Siempre me gustaron las profundidades. Pero me equivoqué. Les cuento: en mi adolescencia, mientras otros gustaban de ir a bailar, hacerse bromas, reír despreocupadamente, yo definí mi identidad arrinconándome en el lugar de los melancólicos; éramos pocos y solitarios, leíamos a Herman Hesse, fruncíamos el ceño y desestimábamos el jolgorio del mundo. Tengo que decirlo: fue demasiado. Demasiada seriedad, demasiado escepticismo sobre lo que ese mundo ofrecía, y una confusión radical: creer que para vivir desde la espiritualidad y la hondura había que descartar la alegría como si fuera algo trivial. Un día, con sólo dos versos, la querida María Elena Walsh me despabiló: “No es lo mismo ser profundo / que haberse venido abajo”. ¡Mi identidad trabajosamente construida desde precoces solemnidades quedó desarticulada! ¿Y la alegría? Es cierto, María Elena: yo estaba equivocada.
La profundidad y la alegría necesitan ir de la mano. Por eso el poeta Eduardo Galeano, con grata contundencia, nos mira a los ojos y nos dice: “Se necesita coraje para la alegría, porque a la pena estamos acostumbrados”. ¿O sea, Don Galeano, que no sólo es bueno darle espacio a la alegría sino… conquistarla? “Defender la alegría, como una trinchera”, proclama Mario Benedetti… “Está bien” -me dije-, “ya comprendí: abriré mi ventana para que la alegría se pose; y no sólo eso: pondré señuelos para invitarla a anidar en mí.”
Es una bella obligación existencial cultivarla, pues la alegría tiene que ver con el vigor de lo Invisible obrando sobre lo visible.
Es una bella obligación existencial cultivarla, pues la alegría tiene que ver con el vigor de lo Invisible obrando sobre lo visible.

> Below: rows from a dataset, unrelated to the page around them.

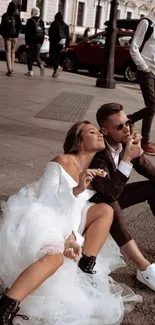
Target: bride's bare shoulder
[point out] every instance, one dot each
(63, 160)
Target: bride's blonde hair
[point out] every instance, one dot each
(73, 139)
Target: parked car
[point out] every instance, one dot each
(21, 49)
(89, 54)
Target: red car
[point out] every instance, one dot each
(89, 55)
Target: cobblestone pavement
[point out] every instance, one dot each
(28, 142)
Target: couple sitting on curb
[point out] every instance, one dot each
(81, 193)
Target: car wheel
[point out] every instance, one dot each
(22, 55)
(130, 73)
(69, 63)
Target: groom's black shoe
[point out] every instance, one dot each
(87, 263)
(8, 310)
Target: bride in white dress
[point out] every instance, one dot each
(40, 239)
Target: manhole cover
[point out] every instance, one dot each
(66, 107)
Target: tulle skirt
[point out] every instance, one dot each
(28, 231)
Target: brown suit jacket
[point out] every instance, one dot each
(110, 187)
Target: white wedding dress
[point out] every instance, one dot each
(36, 221)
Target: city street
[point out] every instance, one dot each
(35, 114)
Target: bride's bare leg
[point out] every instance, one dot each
(34, 276)
(99, 220)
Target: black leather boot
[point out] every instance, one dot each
(87, 263)
(8, 310)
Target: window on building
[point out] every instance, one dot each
(24, 5)
(98, 16)
(118, 14)
(80, 14)
(128, 15)
(61, 7)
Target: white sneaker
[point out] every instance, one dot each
(29, 73)
(42, 70)
(147, 277)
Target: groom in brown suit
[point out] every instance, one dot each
(122, 153)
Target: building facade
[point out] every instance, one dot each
(80, 14)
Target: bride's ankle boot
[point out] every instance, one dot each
(8, 310)
(87, 263)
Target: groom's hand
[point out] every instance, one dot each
(132, 150)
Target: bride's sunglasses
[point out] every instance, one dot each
(120, 127)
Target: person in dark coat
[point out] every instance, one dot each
(59, 38)
(34, 38)
(10, 28)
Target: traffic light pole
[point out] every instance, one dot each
(106, 79)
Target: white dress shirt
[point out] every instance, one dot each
(123, 167)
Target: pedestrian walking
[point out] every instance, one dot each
(34, 37)
(10, 27)
(142, 51)
(59, 38)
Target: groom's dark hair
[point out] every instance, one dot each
(106, 110)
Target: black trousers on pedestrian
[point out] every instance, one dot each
(132, 194)
(33, 55)
(55, 50)
(147, 85)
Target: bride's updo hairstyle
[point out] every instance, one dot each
(73, 139)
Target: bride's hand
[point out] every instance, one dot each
(72, 249)
(85, 178)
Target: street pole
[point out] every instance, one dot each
(97, 16)
(75, 19)
(107, 72)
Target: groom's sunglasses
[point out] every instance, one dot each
(120, 127)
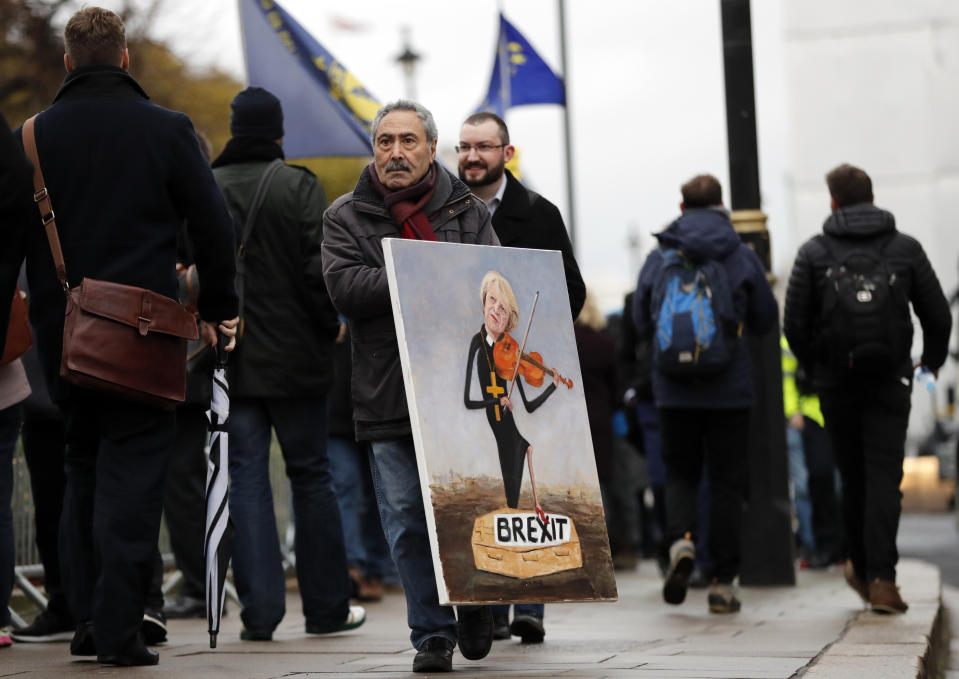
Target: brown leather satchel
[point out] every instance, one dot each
(119, 339)
(19, 338)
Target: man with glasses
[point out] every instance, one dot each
(522, 219)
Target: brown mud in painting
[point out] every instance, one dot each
(456, 506)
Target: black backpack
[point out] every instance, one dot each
(865, 324)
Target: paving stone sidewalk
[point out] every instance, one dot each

Muchos años pasaron desde aquellos tiempos. Hoy sé poca cosa más, pero sé esto: que la Alegría es una cualidad del espíritu que debe ser vivida por alguien en esta tierra, como el Amor; y que, como el Amor, requiere disposición a darle cabida y a cuidarla. Cuidarla de nuestro exceso de seriedad, de la autoexigencia, de las tristezas legítimas e ilegítimas, de la seudo- alegría prefabricada… Necesitamos tomar la antorcha de la alegría, preservada aún por los más sufrientes que nos precedieron. ¿Quién, sino nosotros?